I love French, even more so when I hear it spoken. No other tongue makes such a lovely music or conveys so well the spiritedness of its people. (Our French servant, Mariette, is as patriotic as
any Parisian I have met, wears a locket with a likeness of Napoleon, and mourns the Battle of Aboukir Bay, though she was not yet born when Egypt changed from French to English hands.)
I am enclosing my calling card as well as one from my companions, Charles and Selina Bracebridge. Our families write to us in care of the British consul, who then dispatches local runners for delivery. I trust that being chargés of the French government, your post will travel by diplomatic pouch. However it arrives, I hope you will let me know that this letter has reached you.
As I mentioned on the road, were it not for my levinge, my journey in Egypt would be listed among the great victories for their side in the annals of the insects. (What tiny ledgers those must be, inscribed on leaves or carved on daubs of mud to make petite earthen tablets. First commandment: Bite. Second commandment: Bite again.) English bugs are no match for the fleas, flies, mosquitoes, and other unnamed creatures that would feast on our poor hides the instant the sun sets.
I found this gadget, invented by a traveler to the East named M. Levinge, in my Murray guidebook.
It’s easy to make.
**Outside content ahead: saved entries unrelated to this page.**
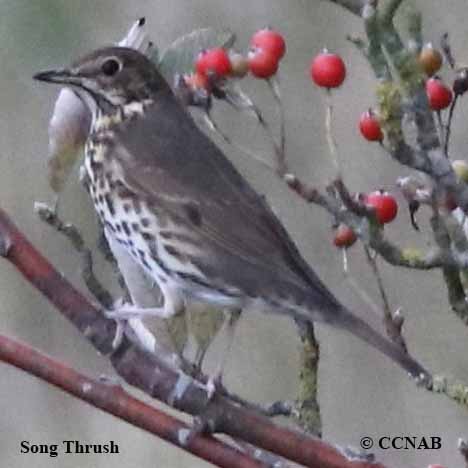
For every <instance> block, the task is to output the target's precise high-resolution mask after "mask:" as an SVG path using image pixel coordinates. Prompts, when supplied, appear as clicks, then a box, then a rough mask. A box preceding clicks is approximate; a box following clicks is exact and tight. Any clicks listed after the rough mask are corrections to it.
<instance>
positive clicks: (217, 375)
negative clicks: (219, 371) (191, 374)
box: [205, 373, 223, 401]
mask: <svg viewBox="0 0 468 468" xmlns="http://www.w3.org/2000/svg"><path fill="white" fill-rule="evenodd" d="M222 386H223V375H222V374H221V373H217V374H215V375H210V376H209V377H208V380H207V382H206V385H205V388H206V392H207V394H208V400H209V401H211V400H212V399H213V398H214V396H215V395H216V392H217V391H218V390H219V389H221V388H222Z"/></svg>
All you need are two bedsheets, a piece of thin muslin to serve as a mosquito net, strong sewing thread (waxed twist is best), caning in three pieces to make a hoop, cotton twill tape, and a nail to suspend it from the ceiling. (I’m going to sketch it for you on a separate page.)
After entering the levinge through the opening at c, you pull the tape tight and tuck it under the mattress. You can sit or lie in this contrivance. Be advised: tight fastening is essential, if initially uncomfortable. You will soon accustom yourselves to the confined space and enjoy it like swaddled babes.
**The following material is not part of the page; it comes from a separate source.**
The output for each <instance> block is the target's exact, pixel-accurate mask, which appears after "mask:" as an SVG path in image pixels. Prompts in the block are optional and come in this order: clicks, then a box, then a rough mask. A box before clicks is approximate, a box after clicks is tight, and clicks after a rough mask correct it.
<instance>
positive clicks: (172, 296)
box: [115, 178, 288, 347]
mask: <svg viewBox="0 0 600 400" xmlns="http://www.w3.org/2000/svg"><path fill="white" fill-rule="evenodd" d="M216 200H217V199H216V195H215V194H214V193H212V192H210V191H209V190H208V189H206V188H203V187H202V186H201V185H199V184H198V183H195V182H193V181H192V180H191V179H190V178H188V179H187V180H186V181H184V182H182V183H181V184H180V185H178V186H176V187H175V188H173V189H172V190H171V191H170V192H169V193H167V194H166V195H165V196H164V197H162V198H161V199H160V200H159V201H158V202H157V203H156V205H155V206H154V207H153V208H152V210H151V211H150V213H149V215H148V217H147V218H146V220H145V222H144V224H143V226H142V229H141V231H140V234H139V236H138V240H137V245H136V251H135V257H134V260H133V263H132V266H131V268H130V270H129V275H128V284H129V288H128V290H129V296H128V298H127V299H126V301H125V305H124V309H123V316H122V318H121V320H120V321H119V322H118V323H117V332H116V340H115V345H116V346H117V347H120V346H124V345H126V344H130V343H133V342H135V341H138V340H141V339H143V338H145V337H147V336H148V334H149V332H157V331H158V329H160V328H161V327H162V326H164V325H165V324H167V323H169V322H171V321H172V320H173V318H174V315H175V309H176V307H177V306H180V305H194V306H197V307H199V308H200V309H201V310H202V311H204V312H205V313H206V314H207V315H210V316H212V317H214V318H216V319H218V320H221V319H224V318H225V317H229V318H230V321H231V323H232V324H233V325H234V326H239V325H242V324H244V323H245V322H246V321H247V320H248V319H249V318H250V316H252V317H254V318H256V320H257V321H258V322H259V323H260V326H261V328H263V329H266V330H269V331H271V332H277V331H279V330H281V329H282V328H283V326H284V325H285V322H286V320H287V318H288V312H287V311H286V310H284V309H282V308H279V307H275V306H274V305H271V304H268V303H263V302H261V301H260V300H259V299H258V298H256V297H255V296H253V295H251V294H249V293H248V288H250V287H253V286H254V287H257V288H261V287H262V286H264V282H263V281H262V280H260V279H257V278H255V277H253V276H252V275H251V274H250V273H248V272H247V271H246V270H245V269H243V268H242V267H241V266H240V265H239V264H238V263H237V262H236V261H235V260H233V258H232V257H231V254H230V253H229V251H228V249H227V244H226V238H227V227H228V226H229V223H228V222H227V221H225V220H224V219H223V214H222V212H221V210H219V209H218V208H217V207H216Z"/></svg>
Florence withdrew a six-inch ruler from the desk and began her facsimile, copying directly from the Murray book, one of the forty-some volumes she carried with her. As always, when she wrote, her surroundings vanished, as did her body and the sensation of time passing. She was, therefore, surprised when she looked up from drawing to see that her maid was no longer resting on the opposite divan. Trout’s backside, encased in floral chintz like a cushion one might find plumped up in the corner of a horsehair sofa, filled the narrow passageway that led from the sleeping quarters to the stairs. She appeared to be inspecting the floor.